It’s almost Valentine’s Day so of course I remember that first Valentine’s Day with my boyfriend. It was so long ago that I actually cared if I got a gift.
He must have had something in mind because he went to Victoria’s Secret and purchased a ridiculous bra and underwear set. By ridiculous I mean skimpy. And expensive. Lo, I’ve never spent money on my undergarments. I’d rather buy a raincoat but my boyfriend wanted to impress me or seduce me.
Now I had always wanted padded hangers. Padded hangers were expensive. Instead of getting a store credit I decided to trade the underwear for the hangers. It never occurred to me he would find out.
You know how the story ended.
It is not easy to be unfailingly charming.
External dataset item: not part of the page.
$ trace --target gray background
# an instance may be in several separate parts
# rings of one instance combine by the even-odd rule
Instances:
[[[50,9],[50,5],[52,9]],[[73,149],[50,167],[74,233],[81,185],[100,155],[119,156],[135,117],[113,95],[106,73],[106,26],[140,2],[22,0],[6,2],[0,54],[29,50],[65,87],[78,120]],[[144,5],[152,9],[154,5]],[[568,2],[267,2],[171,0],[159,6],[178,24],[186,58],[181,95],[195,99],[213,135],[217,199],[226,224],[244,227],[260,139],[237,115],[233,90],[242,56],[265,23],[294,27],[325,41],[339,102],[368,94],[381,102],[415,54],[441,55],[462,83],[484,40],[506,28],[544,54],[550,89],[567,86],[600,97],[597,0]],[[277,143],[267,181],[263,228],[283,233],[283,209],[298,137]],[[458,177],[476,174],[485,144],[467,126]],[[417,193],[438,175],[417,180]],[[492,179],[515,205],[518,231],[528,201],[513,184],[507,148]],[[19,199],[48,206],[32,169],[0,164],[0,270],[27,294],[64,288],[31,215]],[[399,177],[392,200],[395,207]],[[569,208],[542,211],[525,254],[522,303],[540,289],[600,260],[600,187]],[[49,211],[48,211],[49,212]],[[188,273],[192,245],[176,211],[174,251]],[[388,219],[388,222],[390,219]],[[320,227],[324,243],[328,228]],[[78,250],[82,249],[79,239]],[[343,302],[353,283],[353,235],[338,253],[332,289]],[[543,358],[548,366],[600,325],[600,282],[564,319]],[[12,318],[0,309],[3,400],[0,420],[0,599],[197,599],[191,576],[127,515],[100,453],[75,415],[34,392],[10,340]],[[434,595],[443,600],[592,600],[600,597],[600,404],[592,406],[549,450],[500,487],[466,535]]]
Or fun to be with. The discipline of being delightful at all times may seem impossible. It’s not.
No one feels upbeat and buoyant all of the time but you should make an effort. How hard is it to be lively and energetic? It doesn’t take all that much but you must force yourself to be positive.
An optimistic attitude is a gift to others. And it’s a gift to yourself. You’ll have a stellar reputation. People will seek out your company. Dermatologists may dissuade you from getting Botox because who needs it when you’re already fetching. Maybe you’ll remarry. Or get married. Or date.
I know it’s hard to be enchanting on a daily basis but what is the alternative?
(There is no alternative.)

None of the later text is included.